I sat at the kitchen table Tuesday night writing in the journal. Volume 11 now. The handwriting has not gotten neater. The journals are a record of the life I am living, in the moment, in tiny script that I will look back on someday and not be able to read. That is okay. The writing was the thing.

Caleb's school had a fundraiser this week. I baked cookies because I always bake cookies. The cookies were the standard chocolate chip. They sold out in twenty minutes. I am the cookie mom of this PTO and I have stopped fighting it.

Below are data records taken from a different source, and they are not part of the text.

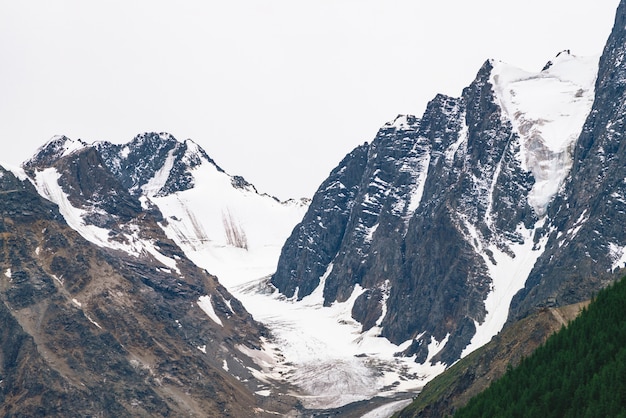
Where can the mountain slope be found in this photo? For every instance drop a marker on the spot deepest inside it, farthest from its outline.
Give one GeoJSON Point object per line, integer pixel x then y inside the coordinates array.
{"type": "Point", "coordinates": [437, 212]}
{"type": "Point", "coordinates": [579, 371]}
{"type": "Point", "coordinates": [113, 307]}
{"type": "Point", "coordinates": [586, 238]}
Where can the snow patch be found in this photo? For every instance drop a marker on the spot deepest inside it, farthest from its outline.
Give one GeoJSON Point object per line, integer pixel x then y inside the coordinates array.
{"type": "Point", "coordinates": [47, 184]}
{"type": "Point", "coordinates": [508, 273]}
{"type": "Point", "coordinates": [205, 304]}
{"type": "Point", "coordinates": [617, 253]}
{"type": "Point", "coordinates": [547, 110]}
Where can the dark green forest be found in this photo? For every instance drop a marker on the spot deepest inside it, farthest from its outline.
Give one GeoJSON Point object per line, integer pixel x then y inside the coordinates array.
{"type": "Point", "coordinates": [579, 372]}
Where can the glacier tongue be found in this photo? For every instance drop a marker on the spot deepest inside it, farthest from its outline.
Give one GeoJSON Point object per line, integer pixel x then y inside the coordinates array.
{"type": "Point", "coordinates": [547, 110]}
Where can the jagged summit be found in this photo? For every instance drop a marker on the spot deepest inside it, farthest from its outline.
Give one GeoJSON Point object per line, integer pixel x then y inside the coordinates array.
{"type": "Point", "coordinates": [547, 110]}
{"type": "Point", "coordinates": [57, 147]}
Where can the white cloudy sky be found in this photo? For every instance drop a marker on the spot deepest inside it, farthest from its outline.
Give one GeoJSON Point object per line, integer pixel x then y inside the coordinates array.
{"type": "Point", "coordinates": [275, 90]}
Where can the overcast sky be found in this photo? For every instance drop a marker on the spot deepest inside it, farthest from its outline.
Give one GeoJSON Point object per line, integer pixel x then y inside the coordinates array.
{"type": "Point", "coordinates": [278, 91]}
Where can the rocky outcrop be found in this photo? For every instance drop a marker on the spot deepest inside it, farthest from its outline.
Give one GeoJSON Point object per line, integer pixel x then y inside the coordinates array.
{"type": "Point", "coordinates": [586, 235]}
{"type": "Point", "coordinates": [91, 329]}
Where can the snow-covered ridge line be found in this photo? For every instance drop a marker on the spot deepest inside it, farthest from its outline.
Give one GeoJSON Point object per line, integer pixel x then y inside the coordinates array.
{"type": "Point", "coordinates": [47, 184]}
{"type": "Point", "coordinates": [547, 110]}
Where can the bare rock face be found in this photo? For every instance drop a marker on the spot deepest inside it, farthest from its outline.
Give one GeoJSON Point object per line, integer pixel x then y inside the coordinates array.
{"type": "Point", "coordinates": [449, 216]}
{"type": "Point", "coordinates": [94, 329]}
{"type": "Point", "coordinates": [404, 233]}
{"type": "Point", "coordinates": [586, 234]}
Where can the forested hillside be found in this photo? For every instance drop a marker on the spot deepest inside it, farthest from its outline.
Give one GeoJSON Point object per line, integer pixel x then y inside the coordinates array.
{"type": "Point", "coordinates": [578, 372]}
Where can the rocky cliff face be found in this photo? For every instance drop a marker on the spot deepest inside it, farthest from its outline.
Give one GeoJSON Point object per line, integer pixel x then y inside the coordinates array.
{"type": "Point", "coordinates": [107, 316]}
{"type": "Point", "coordinates": [441, 218]}
{"type": "Point", "coordinates": [586, 236]}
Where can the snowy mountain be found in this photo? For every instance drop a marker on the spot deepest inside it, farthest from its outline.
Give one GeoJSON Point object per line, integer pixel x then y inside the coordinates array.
{"type": "Point", "coordinates": [417, 249]}
{"type": "Point", "coordinates": [434, 226]}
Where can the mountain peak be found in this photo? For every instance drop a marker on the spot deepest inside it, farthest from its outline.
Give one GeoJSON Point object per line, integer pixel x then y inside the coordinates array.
{"type": "Point", "coordinates": [57, 147]}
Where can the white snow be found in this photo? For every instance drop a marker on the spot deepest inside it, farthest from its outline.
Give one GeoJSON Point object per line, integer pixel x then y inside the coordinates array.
{"type": "Point", "coordinates": [205, 304]}
{"type": "Point", "coordinates": [509, 274]}
{"type": "Point", "coordinates": [156, 183]}
{"type": "Point", "coordinates": [547, 110]}
{"type": "Point", "coordinates": [418, 191]}
{"type": "Point", "coordinates": [47, 185]}
{"type": "Point", "coordinates": [236, 234]}
{"type": "Point", "coordinates": [387, 410]}
{"type": "Point", "coordinates": [618, 254]}
{"type": "Point", "coordinates": [17, 171]}
{"type": "Point", "coordinates": [324, 352]}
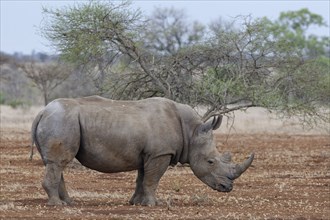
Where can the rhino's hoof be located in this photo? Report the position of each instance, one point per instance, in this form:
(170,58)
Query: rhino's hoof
(56,202)
(150,202)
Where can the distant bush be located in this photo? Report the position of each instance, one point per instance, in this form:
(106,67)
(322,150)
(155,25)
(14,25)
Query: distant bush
(17,103)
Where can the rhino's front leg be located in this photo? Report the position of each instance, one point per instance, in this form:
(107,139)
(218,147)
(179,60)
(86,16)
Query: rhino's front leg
(138,194)
(154,168)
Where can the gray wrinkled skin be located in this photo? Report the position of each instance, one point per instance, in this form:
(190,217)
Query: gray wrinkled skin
(115,136)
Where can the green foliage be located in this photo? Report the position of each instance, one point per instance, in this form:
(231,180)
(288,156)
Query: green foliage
(273,64)
(87,32)
(291,29)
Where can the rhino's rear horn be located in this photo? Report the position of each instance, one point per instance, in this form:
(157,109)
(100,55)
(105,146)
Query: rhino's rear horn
(214,124)
(241,168)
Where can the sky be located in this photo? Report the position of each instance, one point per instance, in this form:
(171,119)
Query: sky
(21,19)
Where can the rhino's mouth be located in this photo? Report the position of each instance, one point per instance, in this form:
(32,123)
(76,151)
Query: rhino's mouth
(224,188)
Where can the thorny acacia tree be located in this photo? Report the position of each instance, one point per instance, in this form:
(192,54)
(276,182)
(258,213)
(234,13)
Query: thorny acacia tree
(249,65)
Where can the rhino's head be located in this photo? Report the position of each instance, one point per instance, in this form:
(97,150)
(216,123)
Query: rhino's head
(214,169)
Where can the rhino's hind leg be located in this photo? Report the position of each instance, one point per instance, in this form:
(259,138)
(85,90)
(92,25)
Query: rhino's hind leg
(153,170)
(138,194)
(51,184)
(64,196)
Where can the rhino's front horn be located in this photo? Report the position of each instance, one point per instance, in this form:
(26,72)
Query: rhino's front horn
(240,168)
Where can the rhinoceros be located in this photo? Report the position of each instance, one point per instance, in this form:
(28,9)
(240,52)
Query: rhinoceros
(116,136)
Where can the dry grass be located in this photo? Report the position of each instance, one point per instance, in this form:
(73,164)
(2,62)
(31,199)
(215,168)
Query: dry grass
(289,179)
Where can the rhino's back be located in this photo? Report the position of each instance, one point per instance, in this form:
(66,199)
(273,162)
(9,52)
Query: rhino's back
(118,135)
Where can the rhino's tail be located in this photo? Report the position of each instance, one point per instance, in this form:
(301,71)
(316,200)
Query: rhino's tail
(33,133)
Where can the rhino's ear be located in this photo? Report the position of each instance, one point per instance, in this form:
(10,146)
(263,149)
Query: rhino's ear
(214,124)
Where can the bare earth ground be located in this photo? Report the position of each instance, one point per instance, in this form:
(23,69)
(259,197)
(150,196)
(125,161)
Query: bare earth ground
(289,179)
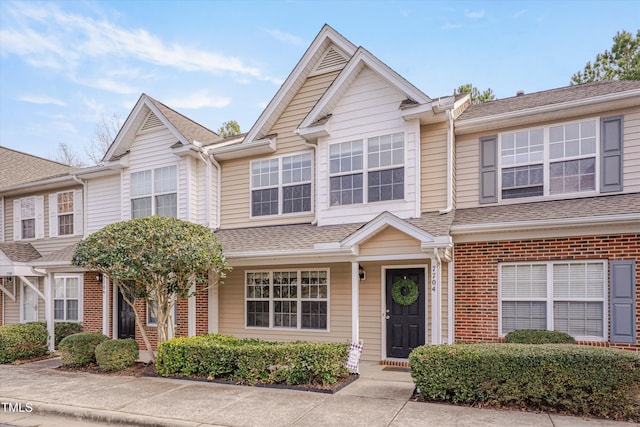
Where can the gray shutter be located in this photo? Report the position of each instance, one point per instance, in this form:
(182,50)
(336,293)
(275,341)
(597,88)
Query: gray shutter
(623,301)
(489,169)
(611,130)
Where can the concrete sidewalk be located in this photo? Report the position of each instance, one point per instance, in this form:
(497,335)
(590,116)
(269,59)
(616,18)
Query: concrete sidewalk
(378,398)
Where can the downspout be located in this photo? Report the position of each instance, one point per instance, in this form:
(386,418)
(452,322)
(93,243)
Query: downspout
(449,207)
(85,203)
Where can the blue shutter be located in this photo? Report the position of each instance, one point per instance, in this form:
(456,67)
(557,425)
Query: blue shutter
(623,301)
(489,169)
(611,131)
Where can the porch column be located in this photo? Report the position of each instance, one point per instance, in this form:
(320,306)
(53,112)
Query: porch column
(355,302)
(48,310)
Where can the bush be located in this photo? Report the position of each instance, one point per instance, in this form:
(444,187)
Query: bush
(253,361)
(575,379)
(538,336)
(23,341)
(115,355)
(64,329)
(80,349)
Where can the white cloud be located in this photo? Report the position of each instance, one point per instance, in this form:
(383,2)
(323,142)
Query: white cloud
(284,37)
(473,14)
(42,100)
(199,100)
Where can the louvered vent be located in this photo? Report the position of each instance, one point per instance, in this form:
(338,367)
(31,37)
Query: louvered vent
(151,122)
(331,60)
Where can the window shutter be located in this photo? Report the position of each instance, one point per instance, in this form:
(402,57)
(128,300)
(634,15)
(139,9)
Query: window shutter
(489,169)
(53,215)
(611,130)
(17,227)
(78,217)
(39,217)
(623,301)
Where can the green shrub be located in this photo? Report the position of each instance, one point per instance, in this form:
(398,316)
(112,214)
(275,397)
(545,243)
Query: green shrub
(115,355)
(252,361)
(80,349)
(538,336)
(23,341)
(64,329)
(575,379)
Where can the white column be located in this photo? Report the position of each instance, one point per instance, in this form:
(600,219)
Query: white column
(191,314)
(48,310)
(355,302)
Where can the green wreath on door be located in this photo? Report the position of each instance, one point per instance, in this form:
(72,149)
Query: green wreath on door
(405,291)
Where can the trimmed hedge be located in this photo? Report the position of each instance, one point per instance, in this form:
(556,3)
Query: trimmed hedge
(576,379)
(23,341)
(80,349)
(252,361)
(538,336)
(116,355)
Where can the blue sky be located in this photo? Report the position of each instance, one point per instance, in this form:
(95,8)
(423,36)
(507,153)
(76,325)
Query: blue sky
(63,65)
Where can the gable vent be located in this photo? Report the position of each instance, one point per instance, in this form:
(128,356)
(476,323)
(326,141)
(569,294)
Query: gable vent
(331,60)
(152,121)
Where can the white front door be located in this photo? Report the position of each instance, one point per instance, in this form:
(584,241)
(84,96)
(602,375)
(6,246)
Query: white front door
(29,304)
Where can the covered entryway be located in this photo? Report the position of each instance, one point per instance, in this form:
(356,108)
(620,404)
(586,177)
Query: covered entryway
(405,320)
(126,319)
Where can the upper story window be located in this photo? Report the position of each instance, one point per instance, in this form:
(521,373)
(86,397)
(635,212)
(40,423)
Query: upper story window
(154,192)
(28,218)
(377,166)
(554,160)
(281,185)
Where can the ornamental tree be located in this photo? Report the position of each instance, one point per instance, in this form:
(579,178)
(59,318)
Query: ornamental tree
(158,259)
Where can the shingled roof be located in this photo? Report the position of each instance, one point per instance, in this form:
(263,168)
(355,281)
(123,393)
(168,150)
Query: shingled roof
(548,97)
(18,168)
(19,252)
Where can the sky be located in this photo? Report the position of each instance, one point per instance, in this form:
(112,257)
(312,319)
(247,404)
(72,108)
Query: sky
(66,65)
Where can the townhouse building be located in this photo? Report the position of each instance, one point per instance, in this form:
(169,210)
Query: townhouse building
(358,208)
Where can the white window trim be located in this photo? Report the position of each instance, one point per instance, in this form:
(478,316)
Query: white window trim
(281,185)
(365,169)
(546,161)
(298,299)
(153,194)
(549,299)
(80,278)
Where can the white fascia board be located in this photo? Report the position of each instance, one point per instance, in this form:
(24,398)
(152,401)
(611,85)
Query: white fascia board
(548,224)
(631,98)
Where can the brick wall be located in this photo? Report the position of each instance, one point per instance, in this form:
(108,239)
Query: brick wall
(476,275)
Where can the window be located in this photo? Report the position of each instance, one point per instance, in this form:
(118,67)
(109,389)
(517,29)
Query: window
(296,299)
(561,296)
(28,217)
(554,160)
(382,157)
(281,185)
(66,303)
(65,213)
(154,192)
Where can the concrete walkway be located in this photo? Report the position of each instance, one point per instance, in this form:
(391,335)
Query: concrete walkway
(378,398)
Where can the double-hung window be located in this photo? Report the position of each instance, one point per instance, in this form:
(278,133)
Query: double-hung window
(296,299)
(377,166)
(154,192)
(281,185)
(28,217)
(66,302)
(561,296)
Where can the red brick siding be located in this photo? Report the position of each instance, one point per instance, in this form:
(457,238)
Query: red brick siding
(476,275)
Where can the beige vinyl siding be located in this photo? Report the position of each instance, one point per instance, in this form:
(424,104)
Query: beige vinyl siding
(232,307)
(433,163)
(390,242)
(236,191)
(467,157)
(103,202)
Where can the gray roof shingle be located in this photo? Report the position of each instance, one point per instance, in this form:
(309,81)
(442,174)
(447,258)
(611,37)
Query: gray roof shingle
(548,97)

Friday night when Ryan’s friends came through the door, I had wings in the oven and chips on the counter — and I was already running on cold coffee fumes from a week that started with crockpot stew and ended with a missing shoe at the bus stop. Next time, I’m leading with these Pizza Poppers, because they come together fast, disappear faster, and Donna would have had them on the table at 1800 sharp without breaking a sweat. Marines eat like they haven’t seen food in weeks — and this recipe keeps up.

Pizza Poppers

Prep Time: 10 min | Cook Time: 15 min | Total Time: 25 min | Servings: 8 (about 4 poppers each)

Ingredients

  • 1 can (16.3 oz) refrigerated biscuit dough (8 biscuits)
  • 1/2 cup pizza sauce, plus extra for dipping
  • 1/2 cup shredded mozzarella cheese
  • 1/4 cup mini pepperoni slices
  • 1/4 cup finely chopped green bell pepper
  • 1/4 cup finely chopped black olives (optional)
  • 1 teaspoon Italian seasoning
  • 1/2 teaspoon garlic powder
  • 1 tablespoon butter, melted
  • Cooking spray

Instructions

  1. Preheat oven. Heat oven to 375°F. Lightly coat a standard 24-cup mini muffin tin with cooking spray.
  2. Prep the dough. Separate biscuits and cut each one into thirds. Flatten each piece slightly into a small round disk with your fingers.
  3. Fill the poppers. Press each dough round into a mini muffin cup. Spoon about 1 teaspoon of pizza sauce into each cup, then top with a pinch of mozzarella, 2—3 mini pepperoni, and a small amount of bell pepper and olives if using.
  4. Season and bake. Sprinkle Italian seasoning and garlic powder evenly over the filled cups. Bake 12—15 minutes, until the dough is puffed and golden and cheese is bubbling.
  5. Finish and serve. Remove from oven and immediately brush tops with melted butter. Let cool 3—4 minutes in the tin before popping out. Serve warm with extra pizza sauce for dipping.

Nutrition (per serving)

Calories: 210 | Protein: 6g | Fat: 10g | Carbs: 24g | Fiber: 1g | Sodium: 580mg

Rachel Abernathy
About the cook who shared this
Rachel Abernathy
Week 569 of Rachel’s 30-year story · San Diego, California
Rachel is a twenty-eight-year-old Marine wife and mom of two who has moved five times in six years and learned to cook a Thanksgiving dinner with half her cookware still in boxes. She married young, survived postpartum depression, and feeds her family of four on a junior Marine's salary with a freezer full of pre-made meals and a crockpot that has never let her down. She writes for the military spouses who are cooking dinner alone in base housing and wondering if they're enough. You are.

How Would You Spin It?

Put your own twist on this recipe — what would you add, remove, or swap?